ALT

Toward a Recognition of Androgyny

I read this because Phyllis Webb mentioned reading it in Talking. In that book, Webb called it an “essay”, and that’s what it is, but it is also a 172-page book. When I think essay, I think a piece of writing I can get through before falling asleep at night. Androgyny was hard work, and I wasted my time. I say that because Heilbrun spends most of the text dissecting literature that is required reading, and I was unfamiliar with most of it.

Fortunately, I was able to get the gist of what she was saying: male novelists should seek inside themselves to temper their creative output with femininity, and female novelists the converse. I’m at a crossroads with my own work where I question the value of this, and of how far I should lean into my understanding of the feminine when writing. This is not something I’m conscious of in the first drafting stages: it comes out in editing. And I’m only conscious of it these days because it was so prevalent in the social media content I was poisoning my brain with for so many years.

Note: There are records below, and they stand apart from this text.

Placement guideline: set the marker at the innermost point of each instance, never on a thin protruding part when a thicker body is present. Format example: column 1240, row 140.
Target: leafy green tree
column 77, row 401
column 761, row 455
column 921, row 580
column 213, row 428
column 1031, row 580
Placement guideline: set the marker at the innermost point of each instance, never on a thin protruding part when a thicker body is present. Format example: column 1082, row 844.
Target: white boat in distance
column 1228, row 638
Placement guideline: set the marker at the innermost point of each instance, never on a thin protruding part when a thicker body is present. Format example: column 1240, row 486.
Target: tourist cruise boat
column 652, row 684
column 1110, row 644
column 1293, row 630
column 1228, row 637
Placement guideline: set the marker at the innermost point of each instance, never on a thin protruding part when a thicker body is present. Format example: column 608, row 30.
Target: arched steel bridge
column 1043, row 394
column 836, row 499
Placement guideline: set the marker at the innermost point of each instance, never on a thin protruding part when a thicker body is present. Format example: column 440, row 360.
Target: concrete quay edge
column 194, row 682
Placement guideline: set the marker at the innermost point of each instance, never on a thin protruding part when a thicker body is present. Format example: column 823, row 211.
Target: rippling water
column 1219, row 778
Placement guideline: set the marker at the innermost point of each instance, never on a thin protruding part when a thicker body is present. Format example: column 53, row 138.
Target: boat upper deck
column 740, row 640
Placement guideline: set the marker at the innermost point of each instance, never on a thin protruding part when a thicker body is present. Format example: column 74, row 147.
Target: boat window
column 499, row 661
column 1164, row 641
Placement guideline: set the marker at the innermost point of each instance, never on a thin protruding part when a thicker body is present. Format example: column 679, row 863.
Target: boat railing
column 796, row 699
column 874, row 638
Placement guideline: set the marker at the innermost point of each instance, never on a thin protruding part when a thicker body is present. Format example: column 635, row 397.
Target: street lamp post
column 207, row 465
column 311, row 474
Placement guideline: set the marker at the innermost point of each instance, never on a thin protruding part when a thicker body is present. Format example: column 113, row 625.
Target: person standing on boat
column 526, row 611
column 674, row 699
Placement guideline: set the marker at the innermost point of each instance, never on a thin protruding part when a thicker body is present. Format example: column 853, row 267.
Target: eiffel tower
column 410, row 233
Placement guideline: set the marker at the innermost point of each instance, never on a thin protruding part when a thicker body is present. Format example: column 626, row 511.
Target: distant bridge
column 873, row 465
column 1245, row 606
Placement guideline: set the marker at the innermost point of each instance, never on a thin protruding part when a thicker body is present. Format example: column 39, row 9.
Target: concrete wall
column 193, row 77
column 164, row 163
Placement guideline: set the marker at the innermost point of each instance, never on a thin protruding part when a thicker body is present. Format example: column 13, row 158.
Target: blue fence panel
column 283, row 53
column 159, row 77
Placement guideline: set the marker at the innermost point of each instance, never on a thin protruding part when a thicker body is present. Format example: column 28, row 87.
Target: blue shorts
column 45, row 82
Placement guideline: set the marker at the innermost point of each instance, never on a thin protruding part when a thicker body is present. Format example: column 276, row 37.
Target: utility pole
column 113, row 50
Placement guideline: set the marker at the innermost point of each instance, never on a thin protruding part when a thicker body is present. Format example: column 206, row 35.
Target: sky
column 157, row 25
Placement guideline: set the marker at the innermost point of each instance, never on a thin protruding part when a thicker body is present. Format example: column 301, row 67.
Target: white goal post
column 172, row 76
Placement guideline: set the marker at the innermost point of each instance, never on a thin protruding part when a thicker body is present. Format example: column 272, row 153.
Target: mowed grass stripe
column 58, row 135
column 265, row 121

I think, as a writer, that if one writes for men, one will get an audience made up of mostly men. If one writes for women, one will get an audience made up of mostly women. And if one tries to write right down the middle… what kind of audience will that produce? If I’m to write for myself, a man, then the choice for me is obvious. Anything else would require degrees of creative artifice that go beyond the basic energies expended in normal drafting, and it’s hard enough for me to muster even those precious sparks. Not only that, but such work would be inevitably disingenuous, to the point of pandering. I don’t think I’d like that one bit.

Perhaps it is enough simply to write, and let the cards fall where they may. If we, as a species, are destined to move towards a sexless, androgenous society that fully embraces the masculine and feminine to such a degree that the product becomes a perfectly balanced creature of aggression held in check by gentleness, then so be it. But that’s not the world we live in, not yet anyway.